Голос умолк, выдержал паузу, и молчание во время этой паузы было неприятным, почти убийственным, и они увидели, что солнце было уже красным, темно-красным, и казалось, что смертоносный багрянец впился в крест на шее полковника, въелся в эти четыре блестящие перекладины, и теперь они увидели, что крест был еще чем-то украшен, по всей вероятности дубовыми листьями, которые они называли овощами. У полковника на шее были овощи.

— Вам понятно? — закричал голос и захлебнулся.

— Так точно, — откликнулось несколько голосов. Их было совсем немного, да и те необычайно усталые.

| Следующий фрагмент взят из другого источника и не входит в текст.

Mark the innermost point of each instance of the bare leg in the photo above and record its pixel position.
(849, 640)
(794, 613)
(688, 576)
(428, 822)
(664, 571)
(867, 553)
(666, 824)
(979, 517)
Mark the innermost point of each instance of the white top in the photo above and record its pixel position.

— Вам понятно, я вас спрашиваю?! — снова возопил голос и сорвался, да так, что казалось, он взовьется под самые облака, мгновенно, молниеносно, словно сошедший с ума жаворонок, вознамерившийся было склевать на обед звезду.

— Так точно, — откликнулось чуть больше голосов, но их было совсем немного, и те необычайно усталые, хриплые, безучастные, и ничто в голосе этого человека не могло утолить их жажду, утишить их голод и усладить их жизнь сигаретой.

Полковник в ярости рассек стеком воздух, и они услышали какое-то слово, прозвучавшее как «мразь», и полковник, объятый негодованием, быстро пошел отсюда прочь, сопровождаемый адъютантом, долговязым, еще зеленым юнцом обер-лейтенантом, который своей чрезмерной долговязостью и столь же чрезмерной молодостью лишь вызывал у них жалость.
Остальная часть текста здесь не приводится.